Giuseppina Pullara
Meno di un mese fa un team di ricercatori dell’Università di Bologna in collaborazione con l’Università di Warwick e l’Università di Birmingam hanno messo a punto un nuovo test che si basa sull’individuazione di biomarcatori che potrebbero portare a diagnosi più precoci nei bambini affetti da disturbi dello spettro autistico.
“L’autismo” o meglio la “sindrome dello spettro autistico” è un disturbo neurobiologico che si può manifestare con vari livelli di gravità. Esso colpisce le aree delle abilità sociali, del linguaggio e dei comportamenti stereotipati. Parlare di disturbi dello spettro autistico sottintende il fatto che l’autismo si manifesta in forme più o meno severe.
I sintomi non sono uguali per tutti e variano a seconda della gravità del disturbo, si parla infatti di soggetti autistici ad alto funzionamento o a basso funzionamento. Questa sindrome è caratterizzata: dall’incapacità delle persone che ne soffrono di interagire con il mondo esterno con chiusura nei confronti degli altri; dal mancato apprendimento del linguaggio o inappropriato utilizzo della comunicazione verbale e dalla comparsa di comportamenti stereotipati ( ripetitività di particolari comportamenti ) come per esempio dondolare con il corpo.
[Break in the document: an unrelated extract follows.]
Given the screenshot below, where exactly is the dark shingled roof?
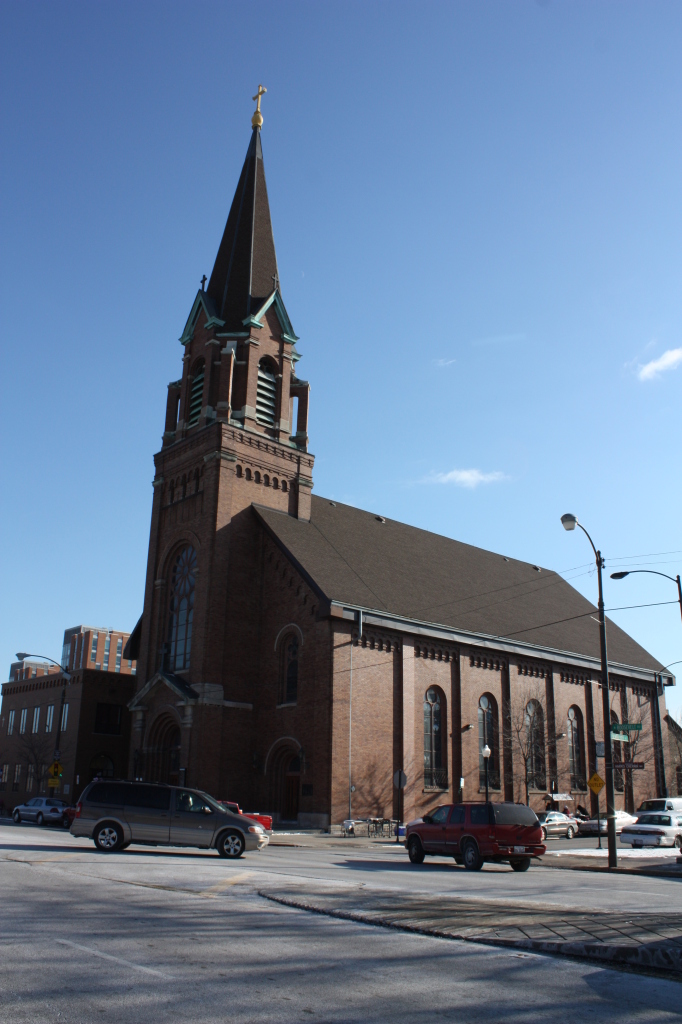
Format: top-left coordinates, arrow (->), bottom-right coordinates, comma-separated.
206,128 -> 278,331
254,495 -> 663,672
Sempre più spesso si sente parlare di Autismo e questo potrebbe portare a pensare che i casi di autismo stiano aumentando rispetto al passato. Probabilmente il motivo dell’aumento delle diagnosi certificate è dovuto ad una maggiore conoscenza della sindrome. La diagnosi precoce può aiutare la riabilitazione e favorire l’autonomia dei bambini, futuri adulti, colpiti da questa sindrome per questo è importante che i genitori, che sono i primi a potersi accorgere che qualcosa non va nel bambino, sappiano quali comportamenti debbano destare sospetti. Certamente, la diagnosi spetta al neuropsichiatra dal quale il pediatra di base indirizza i genitori dopo aver rilevato l’esistenza di un problema anche grazie ai racconti della mamma.
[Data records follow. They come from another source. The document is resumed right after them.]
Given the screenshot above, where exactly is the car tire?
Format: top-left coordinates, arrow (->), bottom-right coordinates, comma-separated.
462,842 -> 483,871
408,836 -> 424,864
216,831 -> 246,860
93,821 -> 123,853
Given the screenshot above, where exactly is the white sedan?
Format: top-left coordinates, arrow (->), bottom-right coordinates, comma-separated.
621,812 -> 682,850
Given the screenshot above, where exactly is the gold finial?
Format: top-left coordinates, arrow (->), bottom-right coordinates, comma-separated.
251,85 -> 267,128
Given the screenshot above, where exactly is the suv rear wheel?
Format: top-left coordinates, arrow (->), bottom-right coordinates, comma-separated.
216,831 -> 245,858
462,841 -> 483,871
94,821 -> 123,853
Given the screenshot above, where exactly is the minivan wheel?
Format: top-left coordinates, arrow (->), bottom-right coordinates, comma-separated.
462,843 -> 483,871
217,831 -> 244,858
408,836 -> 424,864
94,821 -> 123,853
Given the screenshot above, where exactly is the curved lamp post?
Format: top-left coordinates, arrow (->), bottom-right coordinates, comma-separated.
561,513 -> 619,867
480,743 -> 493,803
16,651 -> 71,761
In genere il deficit nelle abilità sociali porta il bambino: ad apparire disinteressato alle altre persone o a ciò che accade intorno a lui, a non sapere entrare in contatto con le altre persone, a giocare con gli altri o farsi degli amici, a non imitare gli altri.
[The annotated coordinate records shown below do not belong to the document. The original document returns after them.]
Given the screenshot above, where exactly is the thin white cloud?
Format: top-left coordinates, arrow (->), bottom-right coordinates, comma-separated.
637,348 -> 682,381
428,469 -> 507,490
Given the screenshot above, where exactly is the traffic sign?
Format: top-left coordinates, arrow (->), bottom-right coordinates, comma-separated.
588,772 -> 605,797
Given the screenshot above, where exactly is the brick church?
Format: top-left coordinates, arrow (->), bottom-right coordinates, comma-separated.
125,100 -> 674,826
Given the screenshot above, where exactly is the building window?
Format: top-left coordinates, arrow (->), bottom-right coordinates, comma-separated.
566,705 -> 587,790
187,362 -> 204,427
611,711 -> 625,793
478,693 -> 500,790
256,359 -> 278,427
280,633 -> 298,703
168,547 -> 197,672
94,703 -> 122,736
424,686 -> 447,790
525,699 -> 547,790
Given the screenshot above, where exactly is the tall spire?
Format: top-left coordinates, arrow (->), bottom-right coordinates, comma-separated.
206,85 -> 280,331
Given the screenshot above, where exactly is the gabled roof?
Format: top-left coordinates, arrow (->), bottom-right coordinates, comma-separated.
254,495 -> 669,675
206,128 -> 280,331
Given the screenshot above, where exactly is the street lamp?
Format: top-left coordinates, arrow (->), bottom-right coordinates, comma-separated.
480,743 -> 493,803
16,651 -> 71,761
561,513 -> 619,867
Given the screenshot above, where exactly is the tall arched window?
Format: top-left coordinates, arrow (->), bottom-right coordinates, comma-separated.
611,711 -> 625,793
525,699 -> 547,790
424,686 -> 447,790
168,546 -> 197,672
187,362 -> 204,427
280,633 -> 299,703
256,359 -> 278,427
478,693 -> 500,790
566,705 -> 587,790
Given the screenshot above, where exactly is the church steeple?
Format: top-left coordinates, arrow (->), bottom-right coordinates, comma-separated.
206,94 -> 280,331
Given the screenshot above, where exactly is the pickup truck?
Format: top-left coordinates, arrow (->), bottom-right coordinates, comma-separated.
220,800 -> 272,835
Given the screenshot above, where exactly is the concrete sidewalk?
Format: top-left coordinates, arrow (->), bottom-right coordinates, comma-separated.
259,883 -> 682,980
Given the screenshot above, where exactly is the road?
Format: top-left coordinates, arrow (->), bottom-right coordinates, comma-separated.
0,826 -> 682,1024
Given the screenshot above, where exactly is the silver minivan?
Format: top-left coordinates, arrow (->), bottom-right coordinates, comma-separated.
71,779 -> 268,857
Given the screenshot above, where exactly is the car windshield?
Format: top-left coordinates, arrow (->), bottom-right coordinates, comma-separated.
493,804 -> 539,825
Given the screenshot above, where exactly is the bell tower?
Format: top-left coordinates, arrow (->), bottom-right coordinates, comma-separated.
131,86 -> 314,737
Il bambino preferisce non essere toccato, preso in braccio o cullato, non si impegna, in giochi di finzione, in giochi di gruppo, non imita gli altri, non usa i giochi in modo creativo. Per quanto riguarda i sintomi del linguaggio: il bambino inizia a parlare tardi, utilizza un tono di voce atipico o per ritmo o per intensità, ripete le stesse parole o frasi più e più volte, risponde alle domande ripetendo le domande e non formulando una risposta, si riferisce a sé stesso in terza persona, usa il linguaggio in modo scorretto, interpreta ciò che gli viene detto in modo letterale non coglie l’ironia e il sarcasmo. Per quanto riguarda la difficoltà a livello di comunicazione non verbale : evita il contatto oculare, usa espressioni facciali che non sono coerenti con ciò che sta dicendo. Non coglie il significato delle espressioni facciali degli altri, ha una gestualità molto limitata, per esempio, non indica ciò che desidera, reagisce in modo inusuale ad alcuni stimoli visivi, uditivi, oppure ad alcuni sapori e consistenze. Può essere particolarmente sensibile a certi rumori anche se bassi, tende infatti a coprirsi gli occhi o le orecchie con le mani.
Per quanto riguarda i comportamenti rigidi e stereotipati : segue routine rigide per esempio allinea in modo ossessivo gli oggetti, mostra interesse per il movimento degli oggetti.
Le cause di questa sindrome non sono ancora del tutto chiare. L’ipotesi più accreditata è che il disturbo si sviluppi come conseguenza di un’alterazione a livello celebrale relativa ad un problema che riguarda i “neuroni a specchio” . I neuroni a specchio sono le cellule del cervello che governano l’empatia cioè la capacità di comprendere gli stati d’animo degli altri, che, soprattutto nei primi anni di vita consentono l’apprendimento per imitazione. Finora non è stata ancora scoperta alcuna cura davvero efficace ma la terapia di riabilitazione favorisce molto l’autonomia dei soggetti con autismo. Ci si augura che la ricerca non si fermi, che la terapia riabilitativa faccia sempre nuovi progressi e che la società si organizzi sempre meglio e conosca sempre di più i modi con cui porgersi nei confronti delle persone con sindrome dello spettro autistico e delle loro famiglie affinché possano sentirsi veramente ” inclusi.